We are competitive library employees who are using this blog for our reading contest against each other and Missouri libraries up to the challenge.
Saturday, August 22, 2020
Members only, by Sameer Pandya
None of us during this pandemic year are having a particularly good time, but the week that Raj, the protagonist in Pandya’s new novel, has is certainly a terrible, horrible, no good, very bad time. It will make you thankful you aren’t him. Raj, a PhD in anthropology earned at Columbia, has failed to do the one thing that would advance his career, publish. As a result, he teaches large lecture classes in an unnamed California state school rather than continuing in the more prestigious job he left in New York. But he loves to teach, loves his wife, Eva, and his two sons, Neel and Arun. Both Raj and Eva grew up in the Bay Area and missed the sunniness of the climate and the ability to have a comfortable, affordable home.

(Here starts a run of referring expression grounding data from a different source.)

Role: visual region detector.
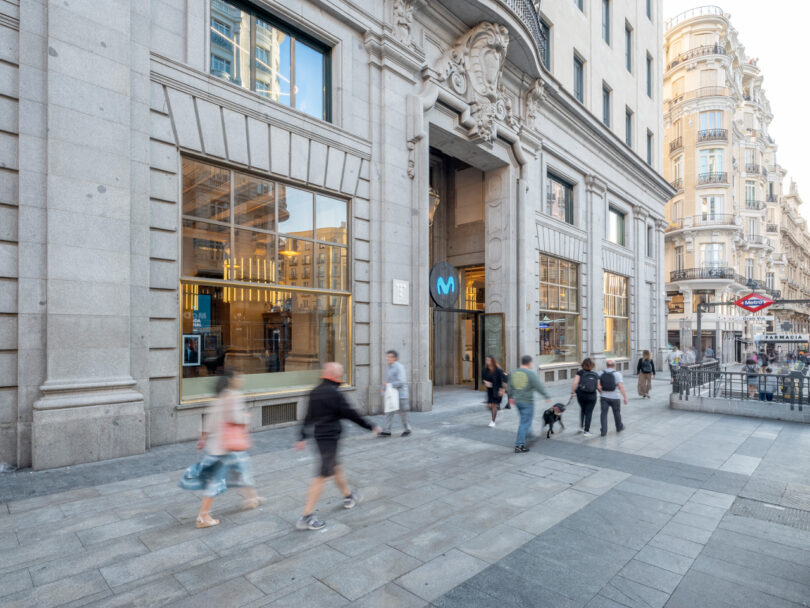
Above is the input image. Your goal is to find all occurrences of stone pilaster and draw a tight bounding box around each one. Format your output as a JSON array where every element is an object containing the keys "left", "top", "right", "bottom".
[
  {"left": 32, "top": 0, "right": 145, "bottom": 469},
  {"left": 585, "top": 175, "right": 607, "bottom": 368}
]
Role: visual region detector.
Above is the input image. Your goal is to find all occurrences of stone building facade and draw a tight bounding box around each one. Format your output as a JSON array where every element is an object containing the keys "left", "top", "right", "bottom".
[
  {"left": 662, "top": 6, "right": 810, "bottom": 361},
  {"left": 0, "top": 0, "right": 671, "bottom": 470}
]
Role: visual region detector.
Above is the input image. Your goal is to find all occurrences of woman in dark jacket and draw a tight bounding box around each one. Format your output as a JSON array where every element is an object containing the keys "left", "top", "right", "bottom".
[
  {"left": 482, "top": 355, "right": 507, "bottom": 428},
  {"left": 570, "top": 358, "right": 599, "bottom": 437}
]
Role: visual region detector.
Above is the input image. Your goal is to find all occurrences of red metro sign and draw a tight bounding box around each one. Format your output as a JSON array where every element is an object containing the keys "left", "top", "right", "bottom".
[{"left": 735, "top": 292, "right": 775, "bottom": 313}]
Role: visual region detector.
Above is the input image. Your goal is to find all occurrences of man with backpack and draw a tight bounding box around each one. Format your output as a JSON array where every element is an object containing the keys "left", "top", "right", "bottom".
[
  {"left": 571, "top": 358, "right": 599, "bottom": 437},
  {"left": 598, "top": 360, "right": 628, "bottom": 436},
  {"left": 636, "top": 350, "right": 655, "bottom": 398}
]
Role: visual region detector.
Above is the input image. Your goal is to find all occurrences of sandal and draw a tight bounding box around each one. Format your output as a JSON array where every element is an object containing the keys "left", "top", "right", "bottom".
[
  {"left": 196, "top": 514, "right": 220, "bottom": 528},
  {"left": 242, "top": 496, "right": 265, "bottom": 510}
]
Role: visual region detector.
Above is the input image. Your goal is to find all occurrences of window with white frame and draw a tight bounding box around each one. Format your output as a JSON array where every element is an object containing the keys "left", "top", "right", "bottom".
[
  {"left": 625, "top": 23, "right": 632, "bottom": 71},
  {"left": 573, "top": 53, "right": 584, "bottom": 102},
  {"left": 701, "top": 243, "right": 724, "bottom": 268},
  {"left": 608, "top": 206, "right": 626, "bottom": 246},
  {"left": 602, "top": 84, "right": 611, "bottom": 127},
  {"left": 699, "top": 149, "right": 723, "bottom": 174},
  {"left": 700, "top": 195, "right": 723, "bottom": 220},
  {"left": 602, "top": 0, "right": 611, "bottom": 44}
]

Raj, a devoted tennis player, is one of the very few members of color at their tennis club, which Eva, native-born and white, had belonged to and loved as a child. As the book opens, he has been invited for the first time to sit on the committee that will make decisions on the admission of new members, and there, he makes an unforgivable “joke” to a distinguished couple of Black doctors who are being sponsored by an imperious fellow doctor. Things rapidly go downhill from there – near the end of the week, his older son has gotten in serious trouble at his school; a group of students has accused him of being anti-Western and Christian and are holding a hunger strike calling for his dismissal; what he said in class that sets this in motion has gone viral on the web; he is being stalked by Robert, a loner student of his who may have initiated this movement; and he even has a suspicious mole on his foot removed and is waiting anxiously for the verdict of a biopsy. What more can go wrong? Well, lots. Underlying this often wry and funny book are considerations about race, class, and justice in this country, and Raj’s own questioning of his place in it. Thoughtful but never boring. 345 pp.